Critique | Livres

La drôle de tête de Spirou

La Grosse tête, le Spirou de Tehem, Makyo et Toldac. © Dupuis
Olivier Van Vaerenbergh
Olivier Van Vaerenbergh Journaliste livres & BD

HUMOUR | Tehem s’empare du dessin de Spirou et Fantasio pour un one-shot bourré de références. Mais aussi très éloigné graphiquement de ses prédécesseurs.

C’est le principe même de cette collection qui en est déjà à son huitième tome: un ou des auteurs réinterprète(nt) le temps d’un album (ou de deux en cas de succès, comme Yann et Schwartz) l’univers de Spirou et Fantasio, la série-phare de la maison Dupuis. Une bonne idée marketing -elle permet de voir la marque plus fréquemment en librairies- et, parfois, une bonne idée éditoriale -elle peut offrir un bel écrin à des auteurs « importants » de la maison (Le Gall, Tarrin, bientôt Frank Pé ou Hardy) ou faire office de solide porte d’entrée à des auteurs issus de l’extérieur, et désormais recrutés, comme Schwartz, Parme ou Bravo.

La drôle de tête de Spirou

Cette Grosse tête fait les deux: elle offre une belle reconnaissance à Makyo et Toldac, vieux amis de la maison, et un énorme tapis rouge à Tehem, connu jusqu’ici comme membre de la bande à Tchô!, le magazine de Zep et Glénat aujourd’hui disparu.
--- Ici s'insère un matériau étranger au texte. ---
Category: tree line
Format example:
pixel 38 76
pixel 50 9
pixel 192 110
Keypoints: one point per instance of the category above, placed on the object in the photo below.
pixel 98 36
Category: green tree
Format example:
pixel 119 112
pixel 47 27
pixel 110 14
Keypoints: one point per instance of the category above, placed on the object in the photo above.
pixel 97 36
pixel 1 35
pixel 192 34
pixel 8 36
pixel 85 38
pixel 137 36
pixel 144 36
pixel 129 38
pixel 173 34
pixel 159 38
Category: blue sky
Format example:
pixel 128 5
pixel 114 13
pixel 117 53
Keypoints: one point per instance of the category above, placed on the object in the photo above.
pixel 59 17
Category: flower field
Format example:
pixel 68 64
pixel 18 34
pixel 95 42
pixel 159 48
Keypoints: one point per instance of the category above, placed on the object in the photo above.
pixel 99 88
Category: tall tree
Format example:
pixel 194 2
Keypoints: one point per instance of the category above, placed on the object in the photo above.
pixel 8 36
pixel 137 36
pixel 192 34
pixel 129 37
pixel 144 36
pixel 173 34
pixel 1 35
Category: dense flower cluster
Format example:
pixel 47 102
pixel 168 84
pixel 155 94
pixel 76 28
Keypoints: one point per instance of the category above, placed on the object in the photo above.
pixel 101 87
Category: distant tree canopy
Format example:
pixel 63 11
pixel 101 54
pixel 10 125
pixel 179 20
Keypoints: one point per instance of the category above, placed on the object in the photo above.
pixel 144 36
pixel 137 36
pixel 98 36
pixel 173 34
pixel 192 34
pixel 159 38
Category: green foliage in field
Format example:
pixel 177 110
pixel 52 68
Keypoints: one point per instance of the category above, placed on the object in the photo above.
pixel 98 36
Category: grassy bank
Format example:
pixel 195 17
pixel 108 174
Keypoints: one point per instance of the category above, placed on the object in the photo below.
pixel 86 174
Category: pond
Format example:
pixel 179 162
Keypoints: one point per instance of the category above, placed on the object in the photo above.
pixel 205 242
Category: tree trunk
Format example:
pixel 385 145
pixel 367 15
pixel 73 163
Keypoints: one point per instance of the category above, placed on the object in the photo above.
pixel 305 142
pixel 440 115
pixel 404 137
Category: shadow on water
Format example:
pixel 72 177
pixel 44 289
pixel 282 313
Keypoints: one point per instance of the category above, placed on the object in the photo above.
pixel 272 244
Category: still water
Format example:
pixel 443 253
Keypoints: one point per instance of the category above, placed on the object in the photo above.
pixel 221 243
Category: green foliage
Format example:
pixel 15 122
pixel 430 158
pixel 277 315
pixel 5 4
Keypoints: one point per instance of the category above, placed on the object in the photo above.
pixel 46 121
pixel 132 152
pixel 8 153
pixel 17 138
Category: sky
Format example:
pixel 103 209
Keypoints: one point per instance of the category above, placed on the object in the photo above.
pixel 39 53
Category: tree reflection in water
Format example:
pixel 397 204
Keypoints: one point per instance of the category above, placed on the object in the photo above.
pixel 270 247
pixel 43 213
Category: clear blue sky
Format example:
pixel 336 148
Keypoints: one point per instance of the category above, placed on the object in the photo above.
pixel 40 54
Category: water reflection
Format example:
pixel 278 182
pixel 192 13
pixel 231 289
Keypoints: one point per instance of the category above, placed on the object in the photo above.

Un mélange des genres et des racines qui, cette fois, ne pourra pas plaire à tout le monde.

L’ombre pesante de Franquin

Niveau scénario, Makyo et son frère Toldac jouent à fond, presque trop, le jeu de l’hommage et des clins d’oeil: cette Grosse tête se veut en effet une référence directe à la mythique Mauvaise tête de Franquin -Fantasio a écrit sa propre version de l’histoire, et se voit adapter au cinéma- mais aussi au non moins mythique QRN sur Bretzelburg, puisqu’un coup d’Etat militaire et culinaire y a renversé le bon roi et impose le Chtoumpfell à tout le monde. Seccotine et Champignac font aussi partie de l’aventure et on a même droit au retour de Kilikil! Autant de vieux amis et de bons souvenirs qui donnent envie aux vieux fans comme les croquettes aux chats; mais des vieux fans qui risquent aussi d’être échaudés par le graphisme de Tehem, moderne, humoristique et virevoltant, mais aux antipodes de l’élégance d’un Franquin.

Cette Grosse tête, pas vraiment ratée mais loin d’être réussie, prend vite l’allure d’un cadeau empoisonné pour l’auteur attachant de Malika Secouss ou de Zap Collège: les vieux de la vieille vont le vouer aux gémonies, alors que ses fans habituels le trouveront plus coincé que d’habitude et excellent, surtout, lorsqu’il n’y dessine pas Spirou, Fantasio et tous les autres qui existaient avant lui… A l’instar de Nob, autre transfert de Tchô! qui a pu faire son entrée chez Dupuis avec Dad, sa propre série qui lui ressemble, Tehem aurait peut-être gagné à faire une entrée plus discrète. Ou en tout cas moins exposée: avec une telle Grosse tête, certains ne manqueront pas de la lui prendre.

LE SPIROU DE TEHEM, MAKYO ET TOLDAC, ÉDITIONS DUPUIS, 72 PAGES.